CHAPITRE 9 L’interrogatoire (Repris)
Le trajet me parut interminable dans ce coffre minuscule. Je n’y voyais rien avec ce foutu sac sur la tête. Le bout de mon nez me démangeait, mais impossible de me gratter ni même bouger pour trouver une position plus confortable. Mes geôliers discutaient à l’autre bout de la voiture. J’ouvris grand les oreilles dans l’espoir d’entendre ce qu’ils racontaient.
— Tu n’aurais pas dû y aller, Claude ! gronda la jeune femme.
— Je ne savais pas que ce groupe de résistants était surveillé par la Gestapo !
— Tu as de la chance de t’en être sorti. Heureusement que Colette a plus de jugeote que toi, s’éleva la voix rauque de Jean. Elle m’a convaincu de rester à côté de la Kommandantur, au cas où. C’est toi qui a posé la bombe ?
— Oui, enfin, c’est grâce à Augustin. Il m’a libéré et j’en ai profité pour faire exploser l’armurerie. Comment m’avez-vous retrouvé ?
— J’ai vu les boches vous jeter dans le camion. On vous a suivis et on est allé chercher du renfort dans le village d’à côté, précisa Jean.
— Une seconde de plus et nous étions morts… Il vous en a fallu du temps pour parcourir quelques kilomètres…
— Ça faisait un bon moment que nous vous avions rejoints. J’ai ordonné à tout le monde de rester planqué et d’agir au dernier moment. Je voulais m’assurer que le gamin n’était pas avec les boches avant d’intervenir.
— Et tu avais besoin d’attendre aussi longtemps ? s’indigna Claude. Ils ont failli nous tuer !
— Tu es vivant, alors arrête de pleurnicher. Je me méfie des nouveaux. Il pourrait très bien être un espion.
— Que va-t-on faire de lui ? demanda Colette.
— Nous allons l’interroger. Je veux savoir qui il est, d’où il vient, pourquoi il a un accent pourri, et surtout, ce qu’il faisait à la Kommandantur.
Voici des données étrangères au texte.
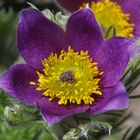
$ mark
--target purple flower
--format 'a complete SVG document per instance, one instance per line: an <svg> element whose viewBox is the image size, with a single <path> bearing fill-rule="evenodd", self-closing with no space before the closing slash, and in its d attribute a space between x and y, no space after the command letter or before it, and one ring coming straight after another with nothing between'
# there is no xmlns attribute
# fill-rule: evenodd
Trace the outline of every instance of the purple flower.
<svg viewBox="0 0 140 140"><path fill-rule="evenodd" d="M71 12L89 3L103 31L114 26L117 36L128 38L140 36L140 0L58 0L58 2Z"/></svg>
<svg viewBox="0 0 140 140"><path fill-rule="evenodd" d="M69 18L66 32L38 10L26 9L17 39L26 64L3 74L0 88L37 106L49 123L80 112L125 109L128 96L120 78L134 44L123 37L104 40L89 8Z"/></svg>

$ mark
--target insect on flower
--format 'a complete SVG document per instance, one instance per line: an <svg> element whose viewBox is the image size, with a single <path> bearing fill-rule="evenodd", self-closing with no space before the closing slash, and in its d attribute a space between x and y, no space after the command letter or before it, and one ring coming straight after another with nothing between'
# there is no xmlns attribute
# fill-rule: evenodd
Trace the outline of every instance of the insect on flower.
<svg viewBox="0 0 140 140"><path fill-rule="evenodd" d="M36 106L49 123L88 112L128 107L120 78L133 39L104 40L93 12L84 8L68 19L66 32L36 9L21 12L17 47L26 64L13 65L0 77L0 88Z"/></svg>

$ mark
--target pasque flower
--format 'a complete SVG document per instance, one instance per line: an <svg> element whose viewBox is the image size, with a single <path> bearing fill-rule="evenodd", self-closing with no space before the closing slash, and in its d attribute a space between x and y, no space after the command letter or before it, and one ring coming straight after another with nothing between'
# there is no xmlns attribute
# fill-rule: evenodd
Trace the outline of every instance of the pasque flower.
<svg viewBox="0 0 140 140"><path fill-rule="evenodd" d="M58 0L73 12L89 4L104 31L114 26L117 36L140 36L139 0Z"/></svg>
<svg viewBox="0 0 140 140"><path fill-rule="evenodd" d="M23 10L17 37L26 64L15 64L4 73L0 88L38 107L47 122L80 112L98 114L128 107L120 78L134 40L104 40L89 8L69 18L66 32L40 11Z"/></svg>

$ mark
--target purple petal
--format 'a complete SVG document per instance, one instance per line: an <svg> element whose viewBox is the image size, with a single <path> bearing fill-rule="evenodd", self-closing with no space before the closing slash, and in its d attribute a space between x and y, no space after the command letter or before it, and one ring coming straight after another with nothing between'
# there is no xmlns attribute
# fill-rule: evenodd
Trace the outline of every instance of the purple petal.
<svg viewBox="0 0 140 140"><path fill-rule="evenodd" d="M130 22L134 26L134 34L140 36L140 0L124 0L121 4L125 13L130 14Z"/></svg>
<svg viewBox="0 0 140 140"><path fill-rule="evenodd" d="M13 65L1 76L0 88L23 103L36 105L36 100L40 98L41 94L29 84L30 81L37 81L34 69L27 64Z"/></svg>
<svg viewBox="0 0 140 140"><path fill-rule="evenodd" d="M118 83L126 69L134 45L133 39L113 37L92 53L93 61L97 62L99 70L104 72L101 82L103 87Z"/></svg>
<svg viewBox="0 0 140 140"><path fill-rule="evenodd" d="M40 70L43 58L48 57L51 52L59 53L66 47L64 31L32 8L21 13L17 43L25 61Z"/></svg>
<svg viewBox="0 0 140 140"><path fill-rule="evenodd" d="M128 107L128 96L122 83L104 88L103 96L95 99L95 102L89 109L89 113L99 114L109 110L122 110Z"/></svg>
<svg viewBox="0 0 140 140"><path fill-rule="evenodd" d="M85 112L89 108L88 105L58 105L57 100L48 101L46 97L40 99L37 105L42 112L44 120L49 123L59 122L66 116Z"/></svg>
<svg viewBox="0 0 140 140"><path fill-rule="evenodd" d="M68 44L75 51L90 52L96 50L103 42L100 28L89 8L80 10L69 18L66 35Z"/></svg>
— Je te rappelle qu’il m’a sauvé la vie ! lui rappela Claude. C’est comme ça que vous comptez le remercier ?
— Et si c’était un piège pour nous infiltrer ? renchérit Colette. Il ne m’inspire pas confiance du tout.
Je manquai de m’étrangler. Je n’avais plus de doute quant à l’identité de cette jeune femme. Même si j’aurais été incapable de la reconnaître, je savais qu’elle deviendrait plus tard Colette Duval, épouse de Claude. Tout concordait. L’angiome, les prénoms, le soupirail, la photo n’étaient pas des coïncidences. La vieille Colette rencontrée en 2018 me connaissait. Elle m’avait laissé des indices pour que je sauve son mari en omettant de me préciser dans quelle galère je me retrouverais.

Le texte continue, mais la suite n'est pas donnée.